C'è da dire tuttavia che i Bloc Party non sembrano un remix di quei gruppi, ma, a parte il peso storico specifico, un altro di quei gruppi, essendo il gioco dei rimandi reciproci condotto con mano felice e le tecniche ricombinatorie sfruttate con buon gusto e, oh…, creatività.

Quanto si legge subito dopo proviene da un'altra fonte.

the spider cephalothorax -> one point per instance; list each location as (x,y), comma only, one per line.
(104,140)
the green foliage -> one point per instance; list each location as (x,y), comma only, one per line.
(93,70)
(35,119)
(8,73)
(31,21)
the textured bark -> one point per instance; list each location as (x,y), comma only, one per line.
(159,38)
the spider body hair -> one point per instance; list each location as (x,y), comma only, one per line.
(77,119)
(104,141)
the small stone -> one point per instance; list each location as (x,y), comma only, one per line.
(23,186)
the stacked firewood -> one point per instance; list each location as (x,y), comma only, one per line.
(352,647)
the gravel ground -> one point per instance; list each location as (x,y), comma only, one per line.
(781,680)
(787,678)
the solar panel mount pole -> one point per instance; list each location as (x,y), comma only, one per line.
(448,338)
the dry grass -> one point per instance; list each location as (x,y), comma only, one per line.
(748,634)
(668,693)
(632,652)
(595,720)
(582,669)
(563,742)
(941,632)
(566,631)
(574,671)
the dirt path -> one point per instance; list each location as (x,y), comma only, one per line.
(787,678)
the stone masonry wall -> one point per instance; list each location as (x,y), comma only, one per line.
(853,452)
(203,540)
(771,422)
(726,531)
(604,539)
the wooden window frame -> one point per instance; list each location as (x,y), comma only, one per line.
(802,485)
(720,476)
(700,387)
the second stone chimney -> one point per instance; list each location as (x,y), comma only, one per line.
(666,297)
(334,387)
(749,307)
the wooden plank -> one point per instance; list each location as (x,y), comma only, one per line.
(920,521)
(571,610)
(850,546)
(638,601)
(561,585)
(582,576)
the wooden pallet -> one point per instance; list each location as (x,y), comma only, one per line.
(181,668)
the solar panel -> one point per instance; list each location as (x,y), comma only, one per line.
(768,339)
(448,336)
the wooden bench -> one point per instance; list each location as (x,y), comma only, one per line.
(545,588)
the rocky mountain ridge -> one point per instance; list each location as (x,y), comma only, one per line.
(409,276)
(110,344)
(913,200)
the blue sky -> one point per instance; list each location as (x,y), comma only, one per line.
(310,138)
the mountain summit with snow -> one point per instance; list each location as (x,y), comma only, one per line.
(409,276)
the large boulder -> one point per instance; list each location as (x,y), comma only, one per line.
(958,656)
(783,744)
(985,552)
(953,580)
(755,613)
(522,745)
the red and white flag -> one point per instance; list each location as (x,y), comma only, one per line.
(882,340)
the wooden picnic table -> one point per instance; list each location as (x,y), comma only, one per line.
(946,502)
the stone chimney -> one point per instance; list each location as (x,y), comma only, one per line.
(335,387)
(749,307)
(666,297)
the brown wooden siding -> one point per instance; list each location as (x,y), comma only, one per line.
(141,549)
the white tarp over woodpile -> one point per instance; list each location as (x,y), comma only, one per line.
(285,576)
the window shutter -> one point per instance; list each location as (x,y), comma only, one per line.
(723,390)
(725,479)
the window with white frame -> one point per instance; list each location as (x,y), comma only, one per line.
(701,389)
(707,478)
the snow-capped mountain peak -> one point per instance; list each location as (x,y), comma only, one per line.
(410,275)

Ma torniamo con i piedi sul palco: la formazione (voce, due chitarre, basso e batteria) sciorina il suo repertorio con autorevolezza, il batterista è una macchina precisa e potente, eppure duttile e ingegnoso nella costruzione dei pattern ritmici, assecondato e assistito egregiamente dal bassista che escogita eleganti incastri. Alle chitarre è affidato il compito di dare pennellate armoniche spesso molto decorative grazie all'uso sapiente dei filtri e dei ritardi. Dentro questa intelaiatura sonora si dibatte la voce di Kele Okereke, che spesso paga dazio a Robert Smith e talvolta lascia trasparire inflessioni da giovane Julian Cope, più i cori dei suoi soci. Praticamente nessun pezzo sfugge a questo geometrico canovaccio e il set di un'ora abbondante compresi i bis potrebbe essere vissuto come un'unica suite.
La
platea comunque gradisce, le canzoni sono immediatamente riconosciute e i
momenti topici dei refrain sono entusiasticamente e volonterosamente accompagnati dal pubblico. Noi abbiamo gradito "This Modern
Love", "She Is Hearing Voices " e "Like Eating Glass",
un po' meno i tentativi di gigioneggiare del cantante, i soliti "Ciao
Meelano" e il clima da celebrazione rock, assolutamente fuori di misura e
di contesto, come fuori di misura ci è parso il prezzo: 18 euro, parte del
quale va considerato come plusvalore per l' "hipe" che sta montando
sui Bloc Party, che invece rischia di bruciare le potenzialità del gruppo, un
po' come è successo, a nostro parere, con i Franz Ferdinand.